Twenty-two healthy young adults listened to SFG stimuli of 3 s duration each. Half of the trials contained a figure, and half contained a random background only. Participants indicated whether there was a figure in each trial. All stimuli consisted of pure tones of 20 discrete frequencies, selected from a larger set. Figures contained a set of 10 potential repeating frequencies. We varied in three conditions how many of these frequencies were concurrently present in the stimulus: 10/10, 7/10, or 4/10 frequencies. While the overall number of repeating frequencies remained constant throughout the figure, the actual frequencies being present (permuted from the set of 10) changed at every 50 ms of the figure. This models the imperfect invariance problem: out of a set of possible components, only a subset is present in the stimulus at each time point, the subset varying throughout the whole stimulus.
We found that the number of repeating frequencies affects the object-related negativity (ORN) and P400 ERP responses to figure segments. Figures with 10/10 coherent frequencies elicited both ERP components with the largest amplitude, followed by figures at 7/10 coherent frequencies, and yet smaller amplitudes at 4/10 coherent frequencies.
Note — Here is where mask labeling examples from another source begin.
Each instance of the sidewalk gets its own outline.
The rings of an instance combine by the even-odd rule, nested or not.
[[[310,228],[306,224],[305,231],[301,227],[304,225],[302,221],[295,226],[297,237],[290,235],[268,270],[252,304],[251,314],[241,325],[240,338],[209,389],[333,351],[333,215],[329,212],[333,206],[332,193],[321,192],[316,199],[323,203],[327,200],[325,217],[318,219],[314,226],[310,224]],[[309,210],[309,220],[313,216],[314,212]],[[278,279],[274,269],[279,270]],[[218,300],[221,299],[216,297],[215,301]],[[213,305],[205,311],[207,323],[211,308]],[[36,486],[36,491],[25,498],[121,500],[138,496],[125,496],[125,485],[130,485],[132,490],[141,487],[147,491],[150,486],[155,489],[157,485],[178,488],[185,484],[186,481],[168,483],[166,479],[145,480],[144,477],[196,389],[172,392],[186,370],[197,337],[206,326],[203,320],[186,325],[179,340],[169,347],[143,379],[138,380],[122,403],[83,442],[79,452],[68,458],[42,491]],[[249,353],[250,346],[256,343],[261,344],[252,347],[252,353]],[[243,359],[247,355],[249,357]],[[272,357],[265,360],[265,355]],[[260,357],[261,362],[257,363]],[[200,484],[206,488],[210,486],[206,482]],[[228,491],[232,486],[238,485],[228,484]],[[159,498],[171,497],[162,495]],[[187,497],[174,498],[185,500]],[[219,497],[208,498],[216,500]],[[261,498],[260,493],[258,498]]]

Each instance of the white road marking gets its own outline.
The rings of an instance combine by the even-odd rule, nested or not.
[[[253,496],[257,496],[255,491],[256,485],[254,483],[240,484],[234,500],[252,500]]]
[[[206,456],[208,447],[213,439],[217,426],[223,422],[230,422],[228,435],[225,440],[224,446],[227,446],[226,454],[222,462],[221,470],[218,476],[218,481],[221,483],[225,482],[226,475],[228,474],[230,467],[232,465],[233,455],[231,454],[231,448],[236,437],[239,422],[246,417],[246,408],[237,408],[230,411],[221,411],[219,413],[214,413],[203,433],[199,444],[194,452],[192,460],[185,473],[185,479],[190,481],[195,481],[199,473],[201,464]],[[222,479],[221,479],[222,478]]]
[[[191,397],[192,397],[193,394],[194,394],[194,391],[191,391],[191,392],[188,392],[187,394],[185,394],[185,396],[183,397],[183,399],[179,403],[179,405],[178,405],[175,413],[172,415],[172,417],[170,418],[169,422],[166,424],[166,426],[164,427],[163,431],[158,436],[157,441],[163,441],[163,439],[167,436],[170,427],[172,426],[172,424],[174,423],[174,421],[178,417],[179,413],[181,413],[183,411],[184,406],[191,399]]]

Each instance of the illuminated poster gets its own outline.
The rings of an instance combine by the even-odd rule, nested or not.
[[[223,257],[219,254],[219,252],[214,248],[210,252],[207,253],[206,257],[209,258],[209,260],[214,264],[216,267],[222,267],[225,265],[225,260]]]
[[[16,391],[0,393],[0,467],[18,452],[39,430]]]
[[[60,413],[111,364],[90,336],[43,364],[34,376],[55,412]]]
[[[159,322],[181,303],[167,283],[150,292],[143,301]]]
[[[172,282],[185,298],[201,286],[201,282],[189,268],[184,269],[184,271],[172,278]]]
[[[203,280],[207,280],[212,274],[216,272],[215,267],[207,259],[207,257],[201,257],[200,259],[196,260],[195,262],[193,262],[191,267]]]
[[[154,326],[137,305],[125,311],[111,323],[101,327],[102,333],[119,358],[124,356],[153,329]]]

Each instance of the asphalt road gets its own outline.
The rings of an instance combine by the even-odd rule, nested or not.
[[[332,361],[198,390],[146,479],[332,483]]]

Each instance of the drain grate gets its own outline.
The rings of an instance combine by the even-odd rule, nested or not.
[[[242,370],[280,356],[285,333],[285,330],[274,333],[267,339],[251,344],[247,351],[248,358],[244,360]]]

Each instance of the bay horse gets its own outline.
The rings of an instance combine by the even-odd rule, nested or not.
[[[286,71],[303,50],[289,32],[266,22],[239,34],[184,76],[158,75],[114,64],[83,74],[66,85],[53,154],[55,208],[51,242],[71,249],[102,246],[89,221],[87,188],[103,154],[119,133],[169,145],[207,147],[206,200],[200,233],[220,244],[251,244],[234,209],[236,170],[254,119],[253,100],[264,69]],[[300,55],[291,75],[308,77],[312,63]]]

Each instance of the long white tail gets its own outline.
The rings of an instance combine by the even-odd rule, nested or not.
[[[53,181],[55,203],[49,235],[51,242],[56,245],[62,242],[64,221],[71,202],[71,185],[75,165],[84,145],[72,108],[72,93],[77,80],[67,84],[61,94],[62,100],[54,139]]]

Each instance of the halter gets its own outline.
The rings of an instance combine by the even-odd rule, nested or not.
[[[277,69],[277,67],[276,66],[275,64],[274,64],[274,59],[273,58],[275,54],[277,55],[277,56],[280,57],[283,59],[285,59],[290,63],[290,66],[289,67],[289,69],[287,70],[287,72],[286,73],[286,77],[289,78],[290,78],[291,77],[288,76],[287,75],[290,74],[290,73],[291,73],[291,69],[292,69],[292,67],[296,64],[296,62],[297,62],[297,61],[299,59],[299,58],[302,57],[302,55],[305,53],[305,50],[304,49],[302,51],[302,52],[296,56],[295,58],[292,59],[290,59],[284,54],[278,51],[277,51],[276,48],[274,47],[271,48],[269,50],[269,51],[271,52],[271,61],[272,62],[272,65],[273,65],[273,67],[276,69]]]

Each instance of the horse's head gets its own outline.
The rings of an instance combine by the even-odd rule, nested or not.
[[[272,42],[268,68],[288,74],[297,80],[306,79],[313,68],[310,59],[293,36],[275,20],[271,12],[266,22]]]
Further, we found no difference between ORN and P400 when comparing 4/10 coherent frequencies with the no-figure trials. These results suggest that a 40% invariance in frequency components is insufficient to detect an auditory object in noise (fluctuating energetic masking), but a 70% invariance is sufficient. We discuss these conclusions and their significance for speech-in-noise listening in the poster presentation.